Lovestruck Thoughts On All Hallow's Eve

Oct 31, 2009 19:55


On the 30th day of April 2006, I declared to the whole wide cyberworld that I am deeply in love.

Most of the time, I find it funny whenever I say that I am in love. When majority of people that I encounter say that, they say it to people -- living, sensient creatures who have the free will to reciprocate or reject those feelings. It would be very nice if something like that happened to me as well. But as far as I am concerned, the only declaration of love that I did is a bit farfetched from saying those words to someone special.

But all that didn't matter to me. I was in love, even if I was only in love with the mere idea that every fangirl fabricated in their respective minds. It all came down to one point: I wanted to make my ideas - even the most surreal down to the super idiotic ones - come to life. I wanted my love to breathe and pulsate, metaphorically. And to do that, I had to express those ideas with whatever ability I have.

That was the start of sixthwinemaiden. She who discovered that perhaps the world is not yet about to come crashing down on her. Tomorrow, maybe, but not on that day. She who found that every bit of thought - may it be random or not - sustained her, and unconsciously molded her into the person that she is now.

That was the day when writing became my breathing and my pulsation.

As I tread further down my imaginary slopes and flats, I realize that this basic history of mine repeats itself. Whether it may involve my emotionally-driven relationship with Inui Sadaharu and Kaidou Kaoru, or my hopeless obsession with a certain Nakagauchi Masataka, or my undying adoration for Sato Yuichi - the cycle goes on. I fall for them, find myself getting sucked in a wormhole back to reality, and find myself back in their sweet clutches.

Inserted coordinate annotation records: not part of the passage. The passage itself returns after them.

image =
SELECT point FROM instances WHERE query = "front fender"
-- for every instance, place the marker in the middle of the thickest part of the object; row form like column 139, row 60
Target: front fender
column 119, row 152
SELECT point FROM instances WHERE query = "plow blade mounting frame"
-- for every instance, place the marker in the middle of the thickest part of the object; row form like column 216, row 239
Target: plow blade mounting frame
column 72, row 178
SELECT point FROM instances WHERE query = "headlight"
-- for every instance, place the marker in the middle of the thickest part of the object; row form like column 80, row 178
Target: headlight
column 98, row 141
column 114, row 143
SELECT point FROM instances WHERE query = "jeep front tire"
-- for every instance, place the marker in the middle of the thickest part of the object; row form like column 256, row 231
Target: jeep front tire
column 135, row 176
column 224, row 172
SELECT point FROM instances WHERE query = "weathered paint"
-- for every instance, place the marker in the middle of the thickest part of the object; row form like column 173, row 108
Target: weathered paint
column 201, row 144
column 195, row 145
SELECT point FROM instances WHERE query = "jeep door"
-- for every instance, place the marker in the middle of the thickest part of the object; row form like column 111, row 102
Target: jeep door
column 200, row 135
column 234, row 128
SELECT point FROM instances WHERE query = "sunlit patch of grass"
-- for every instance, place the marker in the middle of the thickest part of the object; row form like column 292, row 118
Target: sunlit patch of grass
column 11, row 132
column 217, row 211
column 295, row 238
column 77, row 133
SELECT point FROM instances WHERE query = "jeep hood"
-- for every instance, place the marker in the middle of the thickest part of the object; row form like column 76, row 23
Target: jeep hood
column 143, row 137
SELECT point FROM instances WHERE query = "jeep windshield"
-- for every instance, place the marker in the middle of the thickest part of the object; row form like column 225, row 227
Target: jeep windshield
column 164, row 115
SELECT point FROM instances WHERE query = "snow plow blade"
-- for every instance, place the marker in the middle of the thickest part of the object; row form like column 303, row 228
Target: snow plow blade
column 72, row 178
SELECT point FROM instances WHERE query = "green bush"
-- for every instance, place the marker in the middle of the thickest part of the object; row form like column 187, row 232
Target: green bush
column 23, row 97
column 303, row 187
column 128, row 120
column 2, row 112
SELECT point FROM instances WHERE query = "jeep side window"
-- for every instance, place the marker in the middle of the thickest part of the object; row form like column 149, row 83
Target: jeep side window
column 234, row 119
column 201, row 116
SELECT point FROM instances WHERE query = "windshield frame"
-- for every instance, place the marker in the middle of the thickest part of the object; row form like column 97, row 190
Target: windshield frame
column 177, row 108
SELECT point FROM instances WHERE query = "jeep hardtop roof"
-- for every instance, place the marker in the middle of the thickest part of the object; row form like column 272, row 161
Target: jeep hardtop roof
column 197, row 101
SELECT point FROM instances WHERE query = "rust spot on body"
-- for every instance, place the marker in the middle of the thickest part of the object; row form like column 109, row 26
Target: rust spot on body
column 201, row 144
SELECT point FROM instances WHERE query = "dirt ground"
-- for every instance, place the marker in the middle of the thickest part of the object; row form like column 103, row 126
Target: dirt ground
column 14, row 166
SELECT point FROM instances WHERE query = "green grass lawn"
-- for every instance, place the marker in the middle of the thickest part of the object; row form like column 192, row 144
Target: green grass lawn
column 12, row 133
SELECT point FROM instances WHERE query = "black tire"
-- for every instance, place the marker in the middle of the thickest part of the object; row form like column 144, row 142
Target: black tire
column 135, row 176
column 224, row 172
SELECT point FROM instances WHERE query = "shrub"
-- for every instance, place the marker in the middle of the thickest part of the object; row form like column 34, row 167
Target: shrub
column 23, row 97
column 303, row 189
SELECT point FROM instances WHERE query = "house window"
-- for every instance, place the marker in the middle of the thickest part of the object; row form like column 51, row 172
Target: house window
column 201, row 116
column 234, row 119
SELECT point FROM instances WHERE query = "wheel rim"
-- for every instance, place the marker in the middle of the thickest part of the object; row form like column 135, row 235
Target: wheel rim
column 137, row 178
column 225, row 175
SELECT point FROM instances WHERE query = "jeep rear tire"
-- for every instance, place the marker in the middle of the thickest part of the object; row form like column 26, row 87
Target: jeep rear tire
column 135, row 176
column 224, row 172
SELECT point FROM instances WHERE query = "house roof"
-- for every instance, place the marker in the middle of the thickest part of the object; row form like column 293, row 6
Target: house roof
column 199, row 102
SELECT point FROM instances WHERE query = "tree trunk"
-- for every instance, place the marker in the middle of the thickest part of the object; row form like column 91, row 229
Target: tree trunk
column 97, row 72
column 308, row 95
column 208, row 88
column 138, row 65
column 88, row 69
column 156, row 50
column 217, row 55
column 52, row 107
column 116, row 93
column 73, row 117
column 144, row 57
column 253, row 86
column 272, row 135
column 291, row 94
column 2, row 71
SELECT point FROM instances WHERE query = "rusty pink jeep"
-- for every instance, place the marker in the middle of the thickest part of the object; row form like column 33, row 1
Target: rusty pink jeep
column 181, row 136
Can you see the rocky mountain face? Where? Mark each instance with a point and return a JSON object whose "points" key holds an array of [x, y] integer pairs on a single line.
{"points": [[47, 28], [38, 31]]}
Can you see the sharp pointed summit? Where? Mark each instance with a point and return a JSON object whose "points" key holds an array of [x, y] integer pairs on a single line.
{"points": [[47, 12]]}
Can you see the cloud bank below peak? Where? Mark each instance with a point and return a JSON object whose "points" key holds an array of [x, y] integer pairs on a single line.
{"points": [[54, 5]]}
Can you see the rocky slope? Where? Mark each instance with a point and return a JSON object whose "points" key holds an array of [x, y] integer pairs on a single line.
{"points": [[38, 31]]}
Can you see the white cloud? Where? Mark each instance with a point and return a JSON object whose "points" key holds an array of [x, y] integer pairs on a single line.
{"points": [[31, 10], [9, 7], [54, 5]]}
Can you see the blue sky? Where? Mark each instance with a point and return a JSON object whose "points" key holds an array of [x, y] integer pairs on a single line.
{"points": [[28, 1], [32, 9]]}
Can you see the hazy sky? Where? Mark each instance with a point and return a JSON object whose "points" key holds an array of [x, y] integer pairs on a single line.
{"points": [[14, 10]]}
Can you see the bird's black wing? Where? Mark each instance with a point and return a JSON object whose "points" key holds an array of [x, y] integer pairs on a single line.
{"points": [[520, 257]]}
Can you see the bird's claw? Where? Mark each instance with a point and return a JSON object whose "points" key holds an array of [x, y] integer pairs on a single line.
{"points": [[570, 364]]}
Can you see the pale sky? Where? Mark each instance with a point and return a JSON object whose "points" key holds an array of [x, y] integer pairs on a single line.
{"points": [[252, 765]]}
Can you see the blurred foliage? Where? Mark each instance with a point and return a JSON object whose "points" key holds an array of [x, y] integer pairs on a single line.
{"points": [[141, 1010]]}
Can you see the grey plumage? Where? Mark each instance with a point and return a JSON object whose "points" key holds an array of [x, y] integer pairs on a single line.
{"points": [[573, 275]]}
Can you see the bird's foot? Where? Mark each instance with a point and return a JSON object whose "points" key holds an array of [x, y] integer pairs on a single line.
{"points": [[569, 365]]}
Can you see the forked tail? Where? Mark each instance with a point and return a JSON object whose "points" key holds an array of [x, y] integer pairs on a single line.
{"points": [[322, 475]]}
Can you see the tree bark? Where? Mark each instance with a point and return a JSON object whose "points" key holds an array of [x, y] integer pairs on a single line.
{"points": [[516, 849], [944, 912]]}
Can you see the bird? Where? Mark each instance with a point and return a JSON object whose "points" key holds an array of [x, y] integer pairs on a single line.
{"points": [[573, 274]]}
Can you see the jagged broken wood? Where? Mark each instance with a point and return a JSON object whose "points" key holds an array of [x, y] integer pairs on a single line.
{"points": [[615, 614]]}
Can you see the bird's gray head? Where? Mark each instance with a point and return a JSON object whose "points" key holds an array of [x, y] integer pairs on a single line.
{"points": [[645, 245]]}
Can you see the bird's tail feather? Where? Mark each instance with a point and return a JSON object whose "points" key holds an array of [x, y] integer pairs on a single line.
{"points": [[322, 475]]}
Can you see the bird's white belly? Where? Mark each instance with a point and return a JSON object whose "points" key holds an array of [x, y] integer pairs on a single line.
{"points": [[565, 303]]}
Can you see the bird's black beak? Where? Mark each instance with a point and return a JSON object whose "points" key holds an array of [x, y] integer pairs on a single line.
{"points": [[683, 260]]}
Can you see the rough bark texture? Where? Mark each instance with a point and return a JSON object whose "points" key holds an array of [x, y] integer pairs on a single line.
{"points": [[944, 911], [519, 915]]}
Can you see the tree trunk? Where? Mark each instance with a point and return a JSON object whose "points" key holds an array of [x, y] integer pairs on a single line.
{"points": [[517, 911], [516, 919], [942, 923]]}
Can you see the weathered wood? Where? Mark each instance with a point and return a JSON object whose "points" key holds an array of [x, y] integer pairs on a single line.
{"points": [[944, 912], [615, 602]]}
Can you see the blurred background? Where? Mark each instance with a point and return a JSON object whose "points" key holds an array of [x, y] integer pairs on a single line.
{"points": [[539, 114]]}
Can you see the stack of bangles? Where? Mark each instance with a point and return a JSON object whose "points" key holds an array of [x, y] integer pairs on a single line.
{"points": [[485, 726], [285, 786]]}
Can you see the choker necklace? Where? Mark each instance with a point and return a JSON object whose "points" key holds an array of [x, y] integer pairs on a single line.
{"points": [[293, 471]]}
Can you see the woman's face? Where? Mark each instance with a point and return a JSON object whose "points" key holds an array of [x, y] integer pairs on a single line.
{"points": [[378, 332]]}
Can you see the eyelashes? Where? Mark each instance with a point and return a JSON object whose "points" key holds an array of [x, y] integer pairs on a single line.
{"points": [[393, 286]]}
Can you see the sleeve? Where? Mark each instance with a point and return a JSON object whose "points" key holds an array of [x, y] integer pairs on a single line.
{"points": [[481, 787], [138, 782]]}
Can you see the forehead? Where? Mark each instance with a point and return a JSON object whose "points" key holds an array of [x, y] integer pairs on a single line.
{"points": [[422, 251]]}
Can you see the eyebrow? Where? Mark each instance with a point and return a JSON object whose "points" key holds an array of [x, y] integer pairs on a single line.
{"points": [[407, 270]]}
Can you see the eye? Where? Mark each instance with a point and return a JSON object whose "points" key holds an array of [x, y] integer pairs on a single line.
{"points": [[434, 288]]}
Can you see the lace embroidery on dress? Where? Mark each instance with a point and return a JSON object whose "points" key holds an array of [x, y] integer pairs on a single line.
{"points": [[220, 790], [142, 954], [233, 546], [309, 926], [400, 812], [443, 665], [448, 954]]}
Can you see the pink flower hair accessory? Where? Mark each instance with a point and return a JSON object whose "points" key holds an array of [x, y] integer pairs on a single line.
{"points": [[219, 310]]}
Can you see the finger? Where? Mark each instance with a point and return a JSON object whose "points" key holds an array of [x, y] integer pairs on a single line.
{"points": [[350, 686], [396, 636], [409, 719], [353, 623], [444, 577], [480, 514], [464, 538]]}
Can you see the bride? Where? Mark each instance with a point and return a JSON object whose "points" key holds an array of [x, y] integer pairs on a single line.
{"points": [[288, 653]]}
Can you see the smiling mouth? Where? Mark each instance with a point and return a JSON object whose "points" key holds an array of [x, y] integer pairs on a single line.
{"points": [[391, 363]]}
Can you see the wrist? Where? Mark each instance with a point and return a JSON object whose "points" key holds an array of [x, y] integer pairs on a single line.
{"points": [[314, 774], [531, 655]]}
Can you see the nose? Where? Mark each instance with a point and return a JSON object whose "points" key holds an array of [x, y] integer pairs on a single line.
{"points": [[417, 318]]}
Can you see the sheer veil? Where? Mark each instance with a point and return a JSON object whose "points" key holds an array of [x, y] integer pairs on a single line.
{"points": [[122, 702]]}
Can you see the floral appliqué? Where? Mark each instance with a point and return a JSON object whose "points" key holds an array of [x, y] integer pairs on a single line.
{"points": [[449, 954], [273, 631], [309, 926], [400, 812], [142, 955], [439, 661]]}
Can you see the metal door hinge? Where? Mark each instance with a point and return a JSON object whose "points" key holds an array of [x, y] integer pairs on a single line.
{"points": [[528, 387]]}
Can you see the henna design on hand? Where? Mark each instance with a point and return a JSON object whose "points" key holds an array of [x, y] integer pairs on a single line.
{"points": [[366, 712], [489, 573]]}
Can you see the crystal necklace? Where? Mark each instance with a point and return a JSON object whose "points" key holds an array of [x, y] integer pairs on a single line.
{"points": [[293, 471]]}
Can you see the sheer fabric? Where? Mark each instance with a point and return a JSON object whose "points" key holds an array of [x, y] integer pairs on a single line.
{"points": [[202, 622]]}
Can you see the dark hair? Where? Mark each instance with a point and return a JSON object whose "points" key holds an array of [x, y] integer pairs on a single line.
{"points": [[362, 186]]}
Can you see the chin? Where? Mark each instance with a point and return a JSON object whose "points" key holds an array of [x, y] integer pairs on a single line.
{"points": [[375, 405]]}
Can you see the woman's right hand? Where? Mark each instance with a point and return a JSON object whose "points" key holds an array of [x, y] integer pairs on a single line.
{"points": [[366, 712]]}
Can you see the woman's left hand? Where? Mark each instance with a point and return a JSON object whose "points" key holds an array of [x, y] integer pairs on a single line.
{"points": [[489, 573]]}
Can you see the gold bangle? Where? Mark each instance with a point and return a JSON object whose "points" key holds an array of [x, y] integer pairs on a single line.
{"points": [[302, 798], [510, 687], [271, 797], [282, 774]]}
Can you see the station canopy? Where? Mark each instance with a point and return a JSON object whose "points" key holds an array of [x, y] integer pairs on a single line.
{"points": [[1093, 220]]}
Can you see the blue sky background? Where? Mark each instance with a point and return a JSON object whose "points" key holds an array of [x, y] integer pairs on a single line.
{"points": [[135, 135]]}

People sneer at this kind of fanatical thought. I don't need to be paranoid-delusional to feel how they feel -- all of my fantasizing and obviously shallow thoughts won't do me any good. That sooner or later, I would have to grow out of this before I end up acting like a kid in the midst of all the adult angst. Yes, they have a point. They occupy the classic grey side of black and white, so to speak. But, I don't know. I can't find the slightest willpower to agree on that. I feel that I owe every bit of who I am now to these influences.

I guess the old cheesy saying bites hard. No matter what you do, you will always find yourself going back to that someone whom you love the most. Of course, there's a slight variation.
I just can't let go of this world, just as how this deserves my most beloved icon of all.